Pertama: Letaknya yang strategis karena menghubungkan wilayah utara dengan wilayah tengah dan selatan.

Kedua: Provinsi ini berperan penting dalam bidang ekonomi karena menyimpan emas hitam dan gas, juga memiliki lebih dari 240 sumur minyak, selain sumur raksasa terbesar seperti sumber Baba Gurkor yang merupakan salah satu ladang minyak paling produktif di dunia. Bahkan 40% ekspor minyak Irak berasal dari provinsi ini (Kirkuk).

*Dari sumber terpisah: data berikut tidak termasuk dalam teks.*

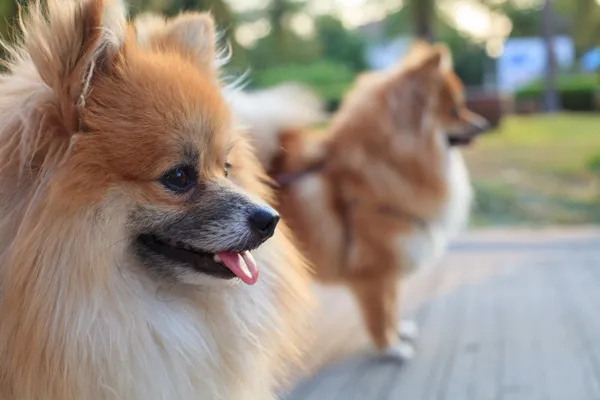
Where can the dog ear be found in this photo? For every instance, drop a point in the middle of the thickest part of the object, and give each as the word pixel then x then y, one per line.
pixel 70 41
pixel 190 34
pixel 446 54
pixel 413 93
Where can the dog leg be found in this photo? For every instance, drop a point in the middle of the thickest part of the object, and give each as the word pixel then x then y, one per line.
pixel 378 301
pixel 408 330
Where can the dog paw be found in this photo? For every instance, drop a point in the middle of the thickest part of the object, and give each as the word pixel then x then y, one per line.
pixel 408 330
pixel 403 351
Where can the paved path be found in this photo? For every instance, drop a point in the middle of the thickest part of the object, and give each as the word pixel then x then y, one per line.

Peristiwa baru-baru ini bermula setelah keputusan Perdana Menteri Irak, Muhammad Shia’ Al-Sudani, pada Jumat (25-8-2023), untuk menyerahkan markas Komando Operasi Kirkuk kepada Partai Demokrat Kurdistan. Markas ini direbut ketika Masoud Barzani mengumumkan referendum pada tanggal 25 September 2017, seputar kemerdekaan dan mencakup wilayah yang berafiliasi dengan Kurdistan yang tidak tunduk pada otoritas wilayah tersebut—yang mengarah pada kota Kirkuk—. Pemerintah Bagdad, yang saat itu dipimpin oleh Haidar Al-Abadi pun menolak tindakan tersebut.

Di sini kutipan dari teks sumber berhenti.